“Listening to Emerson”

Part I

 After my second attempt in reading Emerson’s essay, using a couple of the reading strategies I picked up from “Listening to a Text,” clear meaning emerged within me. I initially read the first five pages of “The American Scholar,” and I was overwhelmed by unfamiliar words. On my second attempt, I implemented annotating, marking unfamiliar terms and references and I searched for visuals that enhance verbal content.

First, I went through the text highlighting unfamiliar words, opportunities for visual enhancements, and I used annotation in the columns. My understanding of the text improved by simply re-reading the five pages.

I proceeded to go back through the text, researching all of my highlights revealing definitions to unfamiliar words and phrases, but I also searched for images of these terms to give further enhancement of the verbal content.

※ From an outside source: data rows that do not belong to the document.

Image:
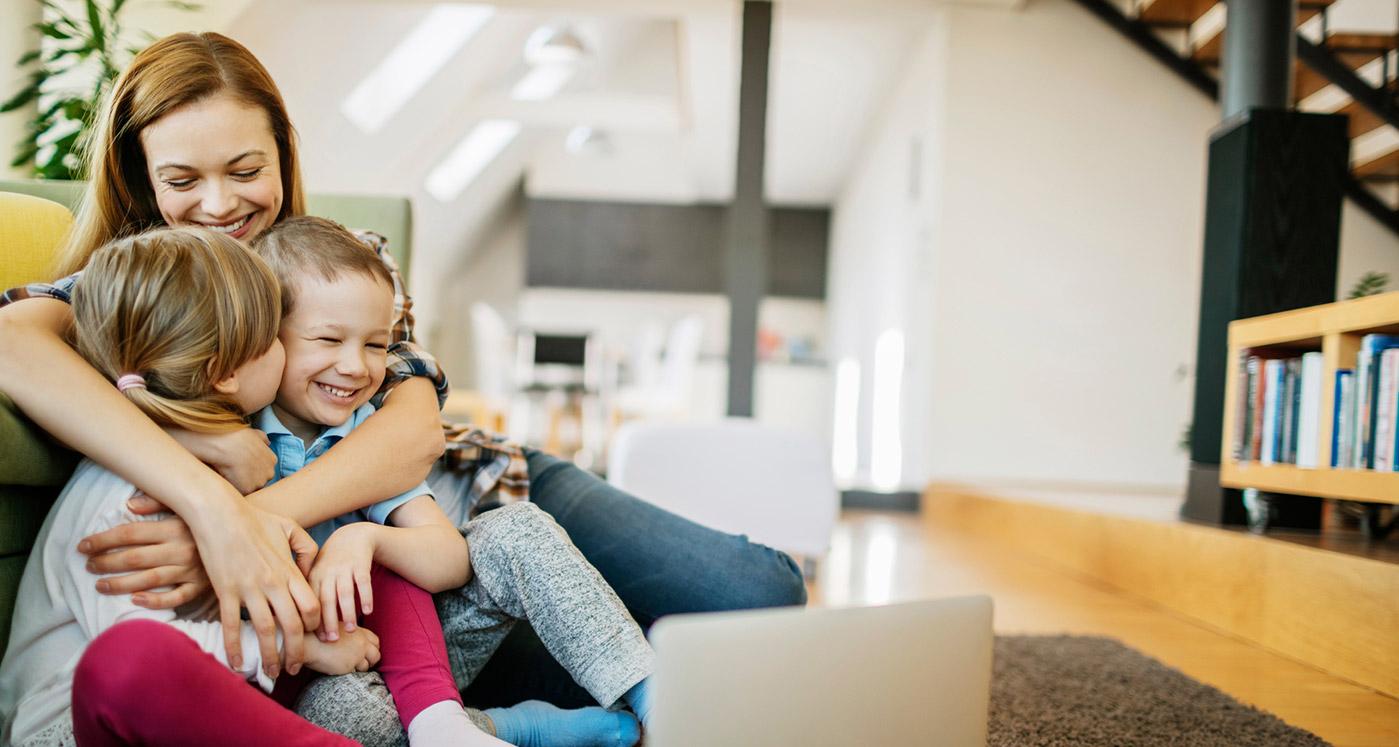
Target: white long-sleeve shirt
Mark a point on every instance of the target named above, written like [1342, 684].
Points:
[58, 610]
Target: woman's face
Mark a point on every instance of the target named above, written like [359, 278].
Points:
[214, 164]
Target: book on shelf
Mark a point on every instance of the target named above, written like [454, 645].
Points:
[1273, 383]
[1277, 410]
[1367, 397]
[1308, 411]
[1343, 407]
[1385, 410]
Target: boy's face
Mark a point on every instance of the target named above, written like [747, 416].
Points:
[336, 340]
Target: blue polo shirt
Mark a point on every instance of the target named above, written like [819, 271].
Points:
[293, 453]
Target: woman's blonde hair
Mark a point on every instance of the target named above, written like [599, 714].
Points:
[183, 308]
[174, 72]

Combining these three reading strategies, I have a deeper understanding of Emerson’s intentions for his essay. Noting organizational signals and identifying points of difficulty are two more reading strategies that could aid immensely when wading through tough literature as such.
Part II

After a brief search of Ralph Waldo Emerson, I learned that there was such an occupation as an essayist. Emerson was an essayist, lecturer, and a poet. He stood for transcendentalism along with individualism and he published essays and gave over 1500 public lectures in America in the mid-19th century. Among his essays were

While attending Harvard Divinity School, Emerson’s conviction for transcendentalism emerged. Transcendentalism is a spiritual or philosophical movement which appeared as a response to the general state of intellectualism and spirituality that was present in the late 1820s and 1830s in the eastern United States. A core belief of transcendentalism is in the innate goodness of people and nature; that people are at their best when they are truly self-reliant, not having to depend on others for stability. Emerson was a co-founder of the Transcendental Club in Cambridge, Massachusetts in 1836 and published in their journal The Dial. Emerson wrote of individuality, freedom and manifesting one’s true greatness. In the 1840s, he was strongly influenced by Vedanta (Indian philosophy) and many of his writing had strong shades of non-dualism, or non-duality, a term and concept used to define various strands of religious and spiritual thought. Emerson’s principal concerns were collectivism, conformity, totalitarianism, and social engineering to name a few.